[CSL #248914] [OpenAFS] flock() behavior openafs-1.2.11

David Thompson thomas@cs.wisc.edu
Wed, 01 Dec 2004 13:18:28 -0600


Derrick J Brashear wrote:
>On Fri, 29 Oct 2004, David Thompson wrote:
>
>> The ACLs on the directory give this user read acess but no write.
>> Like I said, the openafs code is the same on both boxes.
>>
>> Has anyone seen anything like this?  Is this a kernel change?
>
>Perchance does one support 64 bit locks (F_GETLK64) and the other doesn't?

(And now we return you to your previous program, in progress...)
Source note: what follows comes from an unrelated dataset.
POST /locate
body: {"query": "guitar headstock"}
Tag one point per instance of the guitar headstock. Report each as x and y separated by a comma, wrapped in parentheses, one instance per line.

So, here's the original flock problem, back after a few week's hiatus:

Box 1 (flock works per the man page):

open("/s/db-apps/lib/GradApp/lib/GradApp.pbk", O_RDONLY|O_LARGEFILE) = 4
ioctl(4, SNDCTL_TMR_TIMEBASE, 0xbfffecb0) = -1 EINVAL (Invalid argument)
_llseek(4, 0, [0], SEEK_CUR)            = 0
fstat64(4, {st_mode=S_IFREG|0644, st_size=9192, ...}) = 0
fcntl64(4, F_SETFD, FD_CLOEXEC)         = 0
flock(4, LOCK_SH)                       = 0

Box 2 (flock doesn't work per the man page):

open("/s/db-apps/lib/GradApp/lib/GradApp.pbk", O_RDONLY|O_LARGEFILE) = 4
ioctl(4, SNDCTL_TMR_TIMEBASE or TCGETS, 0xbfffae08) = -1 EINVAL (Invalid 
argumen
t)
_llseek(4, 0, [0], SEEK_CUR)            = 0
fstat64(4, {st_mode=S_IFREG|0644, st_size=9192, ...}) = 0
fcntl64(4, F_SETFD, FD_CLOEXEC)         = 0
flock(4, LOCK_SH)                       = -1 EACCES (Permission denied)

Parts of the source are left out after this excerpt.